Update to the MH-370 hidden lesson post just published, in which I go into a little more detail on what I think could be done to prevent another such tragedy.
Archives For Aerospace Safety
The search for MH370 will end next tuesday with the question of it’s fate no closer to resolution. There is perhaps one lesson that we can glean from this mystery, and that is that when we have a two man crew behind a terrorist proof door there is a real possibility that disaster is check-riding the flight. As Kenedi et al. note in a 2016 study five of the six recorded murder-suicide events by pilots of commercial airliners occurred after they were left alone in the cockpit, in the case of both the Germanwings 9525 or LAM 470 this was enabled by one of the crew being able to lock the other out of the cockpit. So while we don’t know exactly what happened onboard MH370 we do know that the aircraft was flown deliberately to some point in the Indian ocean, and on the balance of the probabilities that was done by one of the crew with the other crew member unable to intervene, probably because they were dead.

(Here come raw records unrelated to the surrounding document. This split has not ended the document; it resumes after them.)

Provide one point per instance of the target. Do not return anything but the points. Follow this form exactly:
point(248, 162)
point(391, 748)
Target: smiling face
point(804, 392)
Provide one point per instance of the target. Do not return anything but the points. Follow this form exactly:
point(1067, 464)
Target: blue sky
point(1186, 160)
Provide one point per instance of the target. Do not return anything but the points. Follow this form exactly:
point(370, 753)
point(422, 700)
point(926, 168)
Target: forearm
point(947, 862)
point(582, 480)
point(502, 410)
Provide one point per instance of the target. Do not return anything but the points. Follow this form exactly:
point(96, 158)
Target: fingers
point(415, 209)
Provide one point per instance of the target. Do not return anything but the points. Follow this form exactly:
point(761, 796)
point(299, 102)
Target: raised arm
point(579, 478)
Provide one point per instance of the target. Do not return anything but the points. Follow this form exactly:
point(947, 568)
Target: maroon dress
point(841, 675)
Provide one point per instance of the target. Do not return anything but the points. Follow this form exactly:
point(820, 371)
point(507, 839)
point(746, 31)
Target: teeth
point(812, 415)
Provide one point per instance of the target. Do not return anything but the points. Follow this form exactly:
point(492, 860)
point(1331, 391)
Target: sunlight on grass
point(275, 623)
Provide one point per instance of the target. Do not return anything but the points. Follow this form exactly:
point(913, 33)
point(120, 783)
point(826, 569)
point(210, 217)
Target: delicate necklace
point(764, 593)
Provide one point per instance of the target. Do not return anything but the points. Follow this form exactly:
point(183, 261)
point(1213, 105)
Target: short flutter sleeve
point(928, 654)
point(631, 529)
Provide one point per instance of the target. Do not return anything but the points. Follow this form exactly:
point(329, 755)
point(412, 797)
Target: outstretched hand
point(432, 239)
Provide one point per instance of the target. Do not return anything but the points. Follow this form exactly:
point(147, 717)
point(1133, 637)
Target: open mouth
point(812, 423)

As I’ve written before the combination of small crew sizes to reduce costs, and a secure cockpit to reduce hijacking risk increases the probability of one crew member being able to successfully disable the other and then doing exactly whatever they like. Thus the increased hijacking security measured act as a perverse incentive for pilot murder-suicides may over the long run turn out to kill more people than the risk of terrorism (1). Or to put it more brutally murder and suicide are much more likely to be successful with small crew sizes so these scenarios, however dark they may be, need to be guarded against in an effective fashion (2).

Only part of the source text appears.